Change log

Oracle Cloud Infrastructure (OCI) Generative AI Service is a fully managed service that integrates these versatile language models into a variety of use cases.

Oracle has released SDK that makes it easy to call OCI Generative AI services. However, for many packaged projects, some code modification is required to integrate the OCI Generative AI services.

Due to the wide application of OpenAI services, its API interface format has been supported by the vast majority of AI applications.
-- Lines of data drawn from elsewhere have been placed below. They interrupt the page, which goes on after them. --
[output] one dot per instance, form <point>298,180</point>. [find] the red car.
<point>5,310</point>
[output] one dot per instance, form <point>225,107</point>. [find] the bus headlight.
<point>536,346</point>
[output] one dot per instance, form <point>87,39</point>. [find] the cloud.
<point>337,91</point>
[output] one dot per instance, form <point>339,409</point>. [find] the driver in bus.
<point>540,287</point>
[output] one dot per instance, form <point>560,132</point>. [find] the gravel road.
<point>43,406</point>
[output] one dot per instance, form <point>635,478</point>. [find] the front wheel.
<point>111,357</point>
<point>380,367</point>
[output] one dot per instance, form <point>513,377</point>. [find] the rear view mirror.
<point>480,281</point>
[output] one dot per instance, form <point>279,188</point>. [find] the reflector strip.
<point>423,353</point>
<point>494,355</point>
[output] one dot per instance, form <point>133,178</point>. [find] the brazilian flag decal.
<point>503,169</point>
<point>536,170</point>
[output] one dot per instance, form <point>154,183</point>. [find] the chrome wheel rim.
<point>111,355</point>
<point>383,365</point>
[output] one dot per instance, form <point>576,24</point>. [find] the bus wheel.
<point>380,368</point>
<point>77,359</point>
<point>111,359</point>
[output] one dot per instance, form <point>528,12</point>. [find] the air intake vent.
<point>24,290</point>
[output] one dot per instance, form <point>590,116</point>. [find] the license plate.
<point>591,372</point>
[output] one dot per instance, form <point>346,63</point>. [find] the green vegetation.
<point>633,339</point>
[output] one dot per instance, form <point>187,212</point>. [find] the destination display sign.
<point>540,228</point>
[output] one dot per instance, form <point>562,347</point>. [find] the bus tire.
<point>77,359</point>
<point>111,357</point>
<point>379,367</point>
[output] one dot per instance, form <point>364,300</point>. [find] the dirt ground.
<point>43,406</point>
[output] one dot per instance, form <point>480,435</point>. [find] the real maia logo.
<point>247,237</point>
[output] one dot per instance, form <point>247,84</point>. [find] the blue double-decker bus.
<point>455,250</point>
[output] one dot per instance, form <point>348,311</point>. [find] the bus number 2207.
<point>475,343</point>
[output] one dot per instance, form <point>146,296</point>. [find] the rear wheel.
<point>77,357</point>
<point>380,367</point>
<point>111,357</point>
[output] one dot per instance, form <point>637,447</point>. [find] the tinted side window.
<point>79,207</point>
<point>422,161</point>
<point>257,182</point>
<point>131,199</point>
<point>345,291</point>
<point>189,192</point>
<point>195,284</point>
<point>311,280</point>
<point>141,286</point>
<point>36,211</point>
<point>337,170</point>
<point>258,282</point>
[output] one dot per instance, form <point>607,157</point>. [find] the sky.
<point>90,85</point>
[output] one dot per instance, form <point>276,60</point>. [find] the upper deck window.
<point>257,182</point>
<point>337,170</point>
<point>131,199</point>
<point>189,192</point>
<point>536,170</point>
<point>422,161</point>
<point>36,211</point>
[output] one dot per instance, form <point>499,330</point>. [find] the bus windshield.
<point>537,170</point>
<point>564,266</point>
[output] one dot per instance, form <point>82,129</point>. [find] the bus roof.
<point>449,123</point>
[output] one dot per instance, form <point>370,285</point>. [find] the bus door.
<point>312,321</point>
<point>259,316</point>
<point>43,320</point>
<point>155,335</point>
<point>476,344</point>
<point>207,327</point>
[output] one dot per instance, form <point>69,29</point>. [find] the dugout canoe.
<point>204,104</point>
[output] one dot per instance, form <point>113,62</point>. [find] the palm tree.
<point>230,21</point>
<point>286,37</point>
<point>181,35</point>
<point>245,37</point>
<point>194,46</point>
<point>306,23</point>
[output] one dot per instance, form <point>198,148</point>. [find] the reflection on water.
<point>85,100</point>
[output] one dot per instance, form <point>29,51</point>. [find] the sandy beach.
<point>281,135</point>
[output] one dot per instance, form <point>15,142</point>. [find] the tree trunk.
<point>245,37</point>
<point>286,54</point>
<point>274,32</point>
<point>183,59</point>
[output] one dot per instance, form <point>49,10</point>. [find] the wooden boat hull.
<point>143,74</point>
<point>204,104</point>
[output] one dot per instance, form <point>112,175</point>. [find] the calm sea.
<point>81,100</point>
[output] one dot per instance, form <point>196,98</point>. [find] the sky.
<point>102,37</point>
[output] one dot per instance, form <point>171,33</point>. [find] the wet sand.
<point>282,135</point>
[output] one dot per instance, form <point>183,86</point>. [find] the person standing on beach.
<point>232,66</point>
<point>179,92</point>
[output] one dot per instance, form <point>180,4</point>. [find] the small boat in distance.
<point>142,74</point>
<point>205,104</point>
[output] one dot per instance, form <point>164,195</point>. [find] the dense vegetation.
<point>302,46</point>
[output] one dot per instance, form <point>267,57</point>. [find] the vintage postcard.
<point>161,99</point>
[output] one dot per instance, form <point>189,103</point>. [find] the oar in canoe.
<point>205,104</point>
In order to speed up application integration, a project has been created to make OCI Generative AI services compatible with the OpenAI API.

With this project, you can quickly integrate any application that supports a custom OpenAI interface without modifying the application.

Oracle 云基础设施 (OCI) 生成式 AI 是一种完全托管的服务，可将这些多功能语言模型集成到各种用例中。

Oracle已经发布了SDK，可以方便地调用OCI生成式AI服务。但是对于很多已经包装好的项目，需要一些代码修改工作量，以集成OCI上的生成式AI服务。

由于OpenAI服务的广泛应用，其API接口格式已经被绝大多数AI应用所支持。为了能够加快应用集成，一个使OCI生成式AI服务兼容OpenAI API的项目被创建。

通过此项目，您可以在不修改应用的情况下，快速集成任何支持自定义OpenAI接口的应用程序。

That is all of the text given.